It's time to let the homophobe on. He's older, black American, identifiable less by his twisted feet and crutches then by his steadfastly negative attitude.
"I need the lif,' man, get the lift out."
"I'm'a get the lift out for ya."
"Yeah, I want the lift out."
"I got you covered."
You can say anything to this fellow, and he'll find a way to see the bad in it. He's creative that way.
Me: "You got new shoes!"
Him: "Don't do me any good."
"Good to see ya!"
"No, it's good for me to see you. I'm the one who needs the bus. It ain't good for you to see me, it's good for me to see you."
"Alright man. That works."
"I wanna get the out, driver, I need the lift."
"I'm gonna get the lift out."
"I need the lift."
"I'm'a give you the lift."
"Too many sissy gay guys in this city. Ain't no real men left in this town."
"Is that right."
"Yeah. Gimme the lift."
At this point I'm tempted to say, "hang on. Do you need the lift?" But I refrain from amusing myself so.
"There it is," I say instead. "Have a safe day now."
Once he rode out to the end of the 43/44 in Ballard. I let him stay on the bus during the layover, and took my break outside the bus, stretching and reading and talking to the wonderful lady who works behind the counter at 7-11. She always calls me "Baby Bus Driver," in a motherly way, and has since shortened it to just "Baby." She asks when I'm going to get married and have kids. "Not today," I say. I gotta go drive the 44 first.

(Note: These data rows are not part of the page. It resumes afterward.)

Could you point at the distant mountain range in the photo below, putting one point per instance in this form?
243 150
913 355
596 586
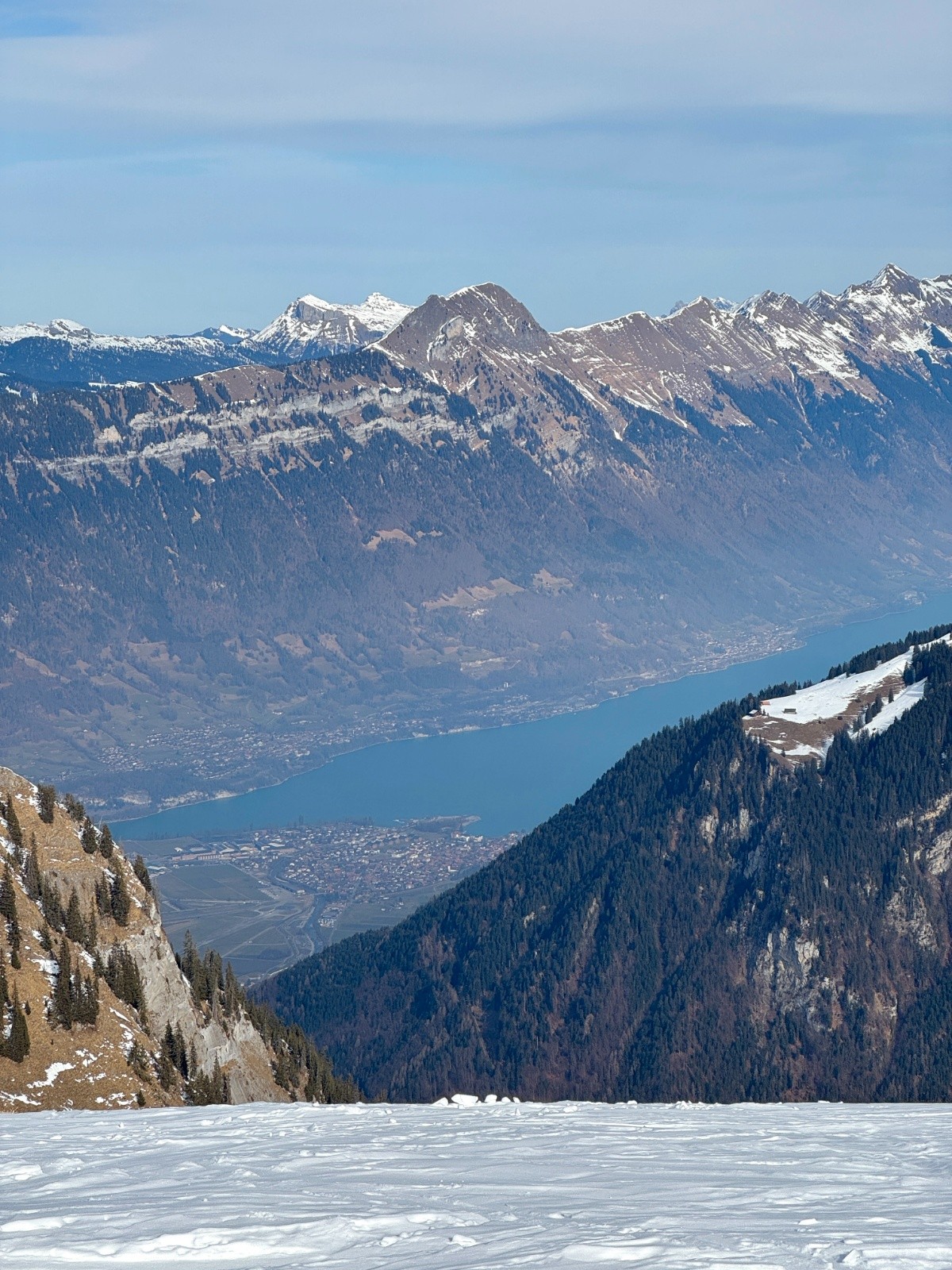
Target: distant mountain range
216 581
69 353
717 918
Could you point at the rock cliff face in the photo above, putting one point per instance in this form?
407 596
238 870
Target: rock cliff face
111 1019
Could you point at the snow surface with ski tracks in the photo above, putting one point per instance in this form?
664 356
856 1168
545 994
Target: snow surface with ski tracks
480 1187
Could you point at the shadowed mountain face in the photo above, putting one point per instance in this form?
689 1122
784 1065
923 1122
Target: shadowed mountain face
704 924
215 582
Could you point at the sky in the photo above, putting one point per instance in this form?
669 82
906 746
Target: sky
171 164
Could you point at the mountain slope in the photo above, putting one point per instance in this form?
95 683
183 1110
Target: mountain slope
221 581
94 1009
706 922
67 352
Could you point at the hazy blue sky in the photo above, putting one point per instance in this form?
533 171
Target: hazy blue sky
167 164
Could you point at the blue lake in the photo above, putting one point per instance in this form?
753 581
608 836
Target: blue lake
514 778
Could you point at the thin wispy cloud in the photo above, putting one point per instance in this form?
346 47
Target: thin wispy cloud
168 163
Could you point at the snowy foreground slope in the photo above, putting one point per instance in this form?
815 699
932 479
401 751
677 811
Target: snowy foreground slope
484 1187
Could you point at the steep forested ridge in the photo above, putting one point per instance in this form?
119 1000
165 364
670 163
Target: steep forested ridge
216 582
700 925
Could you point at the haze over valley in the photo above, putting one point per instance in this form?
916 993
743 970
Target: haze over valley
461 520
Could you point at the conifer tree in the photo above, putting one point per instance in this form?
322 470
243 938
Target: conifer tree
13 826
141 872
8 895
75 926
92 930
46 795
31 872
120 901
103 899
61 1003
74 808
17 1045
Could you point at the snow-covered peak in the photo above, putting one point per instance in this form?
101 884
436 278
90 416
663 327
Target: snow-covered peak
380 313
311 327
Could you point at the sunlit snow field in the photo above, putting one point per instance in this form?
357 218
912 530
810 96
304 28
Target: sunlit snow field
488 1187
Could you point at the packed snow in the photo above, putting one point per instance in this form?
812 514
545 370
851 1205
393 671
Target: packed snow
480 1187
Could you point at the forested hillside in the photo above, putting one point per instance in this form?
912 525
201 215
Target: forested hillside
702 924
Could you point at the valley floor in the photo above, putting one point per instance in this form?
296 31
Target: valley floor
482 1187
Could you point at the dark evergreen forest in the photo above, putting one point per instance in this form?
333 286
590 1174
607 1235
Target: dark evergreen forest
700 925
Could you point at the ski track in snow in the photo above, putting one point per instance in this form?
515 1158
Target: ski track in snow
480 1187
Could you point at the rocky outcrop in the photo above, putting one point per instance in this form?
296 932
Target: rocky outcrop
129 1028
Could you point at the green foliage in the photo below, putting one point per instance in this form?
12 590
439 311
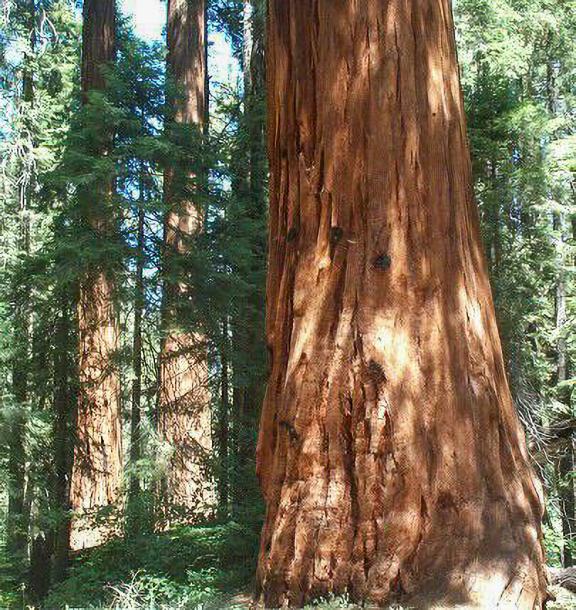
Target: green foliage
180 568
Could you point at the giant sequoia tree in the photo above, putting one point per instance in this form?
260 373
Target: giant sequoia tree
97 466
184 402
390 455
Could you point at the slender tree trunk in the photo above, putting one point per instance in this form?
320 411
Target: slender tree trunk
97 468
134 500
63 447
391 458
223 425
17 522
184 396
566 461
249 325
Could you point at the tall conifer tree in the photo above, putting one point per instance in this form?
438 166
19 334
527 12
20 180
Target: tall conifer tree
391 458
97 469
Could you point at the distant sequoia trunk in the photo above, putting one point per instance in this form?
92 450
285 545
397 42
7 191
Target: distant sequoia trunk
392 461
184 401
97 469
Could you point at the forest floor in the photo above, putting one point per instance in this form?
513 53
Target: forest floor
188 568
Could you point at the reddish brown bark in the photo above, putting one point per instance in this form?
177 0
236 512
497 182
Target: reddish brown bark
391 458
97 469
184 402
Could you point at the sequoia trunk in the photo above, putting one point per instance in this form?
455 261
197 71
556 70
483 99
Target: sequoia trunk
392 461
184 402
97 465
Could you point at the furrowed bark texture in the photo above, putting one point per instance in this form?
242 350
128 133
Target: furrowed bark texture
391 458
184 406
97 469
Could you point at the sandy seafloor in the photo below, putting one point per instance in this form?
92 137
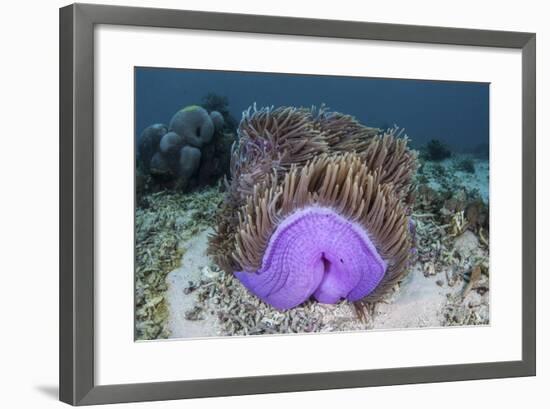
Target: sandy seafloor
448 282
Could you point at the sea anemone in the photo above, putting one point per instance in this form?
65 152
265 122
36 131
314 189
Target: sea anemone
317 205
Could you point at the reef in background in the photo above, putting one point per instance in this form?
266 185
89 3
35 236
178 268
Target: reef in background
182 292
192 151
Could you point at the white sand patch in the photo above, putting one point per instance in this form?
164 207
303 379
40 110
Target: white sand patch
185 320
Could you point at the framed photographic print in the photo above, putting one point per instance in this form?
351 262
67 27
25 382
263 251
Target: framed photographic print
254 204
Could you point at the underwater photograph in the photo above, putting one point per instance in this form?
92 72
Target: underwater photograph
273 203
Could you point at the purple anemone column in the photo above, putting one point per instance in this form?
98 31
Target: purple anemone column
315 251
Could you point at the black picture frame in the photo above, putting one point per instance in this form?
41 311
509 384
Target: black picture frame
76 281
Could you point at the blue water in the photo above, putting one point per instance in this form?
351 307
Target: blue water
457 113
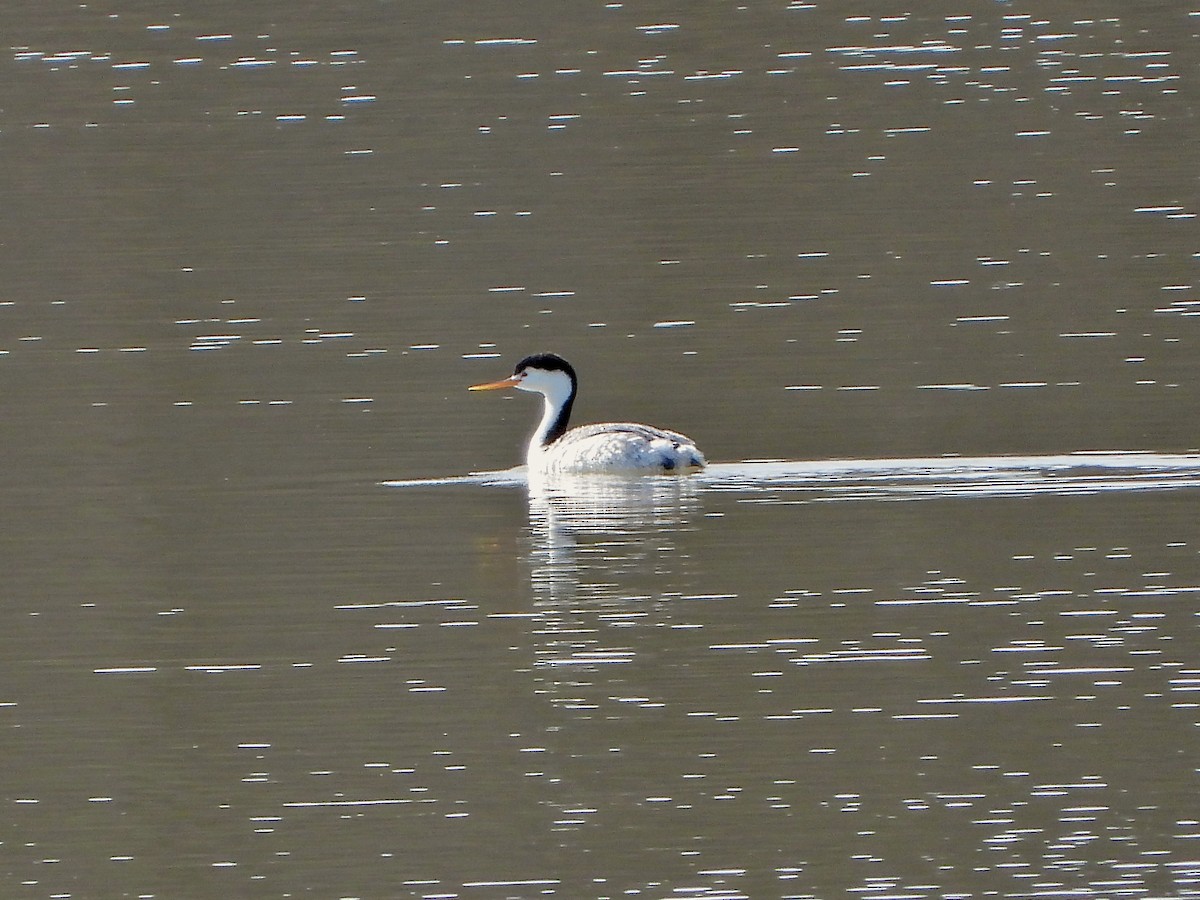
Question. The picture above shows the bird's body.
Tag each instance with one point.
(609, 447)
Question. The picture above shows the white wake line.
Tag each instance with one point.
(1063, 473)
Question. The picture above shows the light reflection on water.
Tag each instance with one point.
(819, 231)
(1000, 717)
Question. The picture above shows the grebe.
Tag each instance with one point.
(612, 447)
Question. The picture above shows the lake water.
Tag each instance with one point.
(921, 282)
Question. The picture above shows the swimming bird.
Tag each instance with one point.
(610, 447)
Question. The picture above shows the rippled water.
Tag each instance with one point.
(928, 274)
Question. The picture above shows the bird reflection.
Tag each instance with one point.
(604, 555)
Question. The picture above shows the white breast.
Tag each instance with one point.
(616, 447)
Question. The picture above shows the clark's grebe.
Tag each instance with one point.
(612, 447)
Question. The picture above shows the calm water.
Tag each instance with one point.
(917, 265)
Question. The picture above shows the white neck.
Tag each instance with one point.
(556, 391)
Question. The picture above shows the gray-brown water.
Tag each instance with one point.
(252, 255)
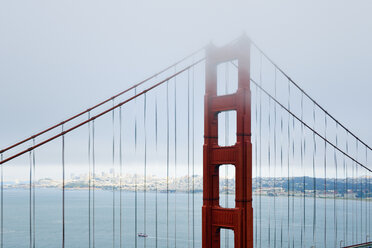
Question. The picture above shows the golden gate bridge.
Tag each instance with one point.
(278, 169)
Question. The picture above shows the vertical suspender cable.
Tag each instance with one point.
(226, 144)
(30, 200)
(303, 170)
(113, 175)
(135, 175)
(156, 183)
(281, 174)
(269, 162)
(2, 204)
(93, 185)
(288, 172)
(121, 176)
(344, 202)
(145, 170)
(369, 195)
(275, 163)
(256, 165)
(260, 200)
(89, 185)
(314, 183)
(361, 208)
(188, 158)
(33, 197)
(175, 160)
(293, 159)
(365, 195)
(353, 205)
(167, 164)
(334, 192)
(325, 181)
(193, 156)
(63, 190)
(347, 194)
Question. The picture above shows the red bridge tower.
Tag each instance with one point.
(240, 218)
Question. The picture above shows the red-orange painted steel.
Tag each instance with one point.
(240, 218)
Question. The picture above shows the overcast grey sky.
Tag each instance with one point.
(60, 57)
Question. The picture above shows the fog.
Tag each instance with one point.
(60, 57)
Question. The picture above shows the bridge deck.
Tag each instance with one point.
(366, 245)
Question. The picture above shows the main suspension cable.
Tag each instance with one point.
(103, 102)
(307, 95)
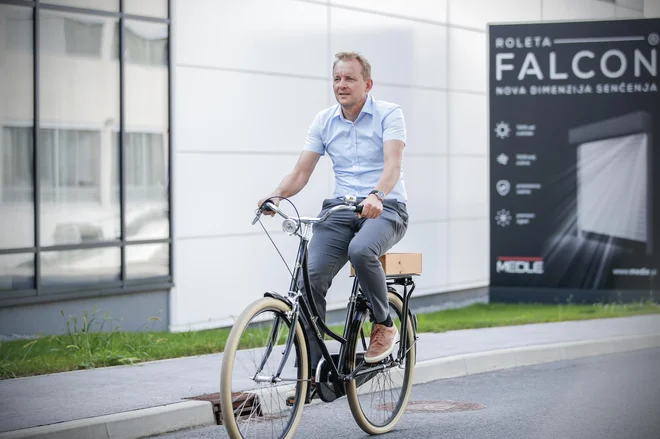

I walk back out to my bus and drive another trip, with our friend the homophobe still on board. (His homophobic tendencies are a little more in check today). He is silent for the duration. When he finally gets off on Pacific, I heard him say something I couldn't believe:
"Driver, I need the lift."
"That sounds good."
"I need the lift at the next stop."
"Alright now. Have a good day."
YOWZA!, I think to myself. To what do I owe this great honor?! I conceal my surprise at the statement, but I am floored. It is the first positive statement I've ever heard from the man. Him saying 'have a good day' is- well, it's the tectonic plates shifting into a newer world, is what it is. I remember a passenger once getting on my 4 to the Central District. After a simple and pleasant interaction with me, he sat down and said, "Man, to me, what just happened, right here, was a miracle." He was blown away by the intimation of trust and respect, of people dealing with each other on an equal plane. I forget the nature of our interaction; it's only defining characteristic is that it was positive. But I wonder if my attitude towards that man was as unexpected as that of the homophobe in this story was to me, and I can understand the impact it must've had for him to call it a miracle. Homophobe Guy saying "have a good day" certainly felt like such.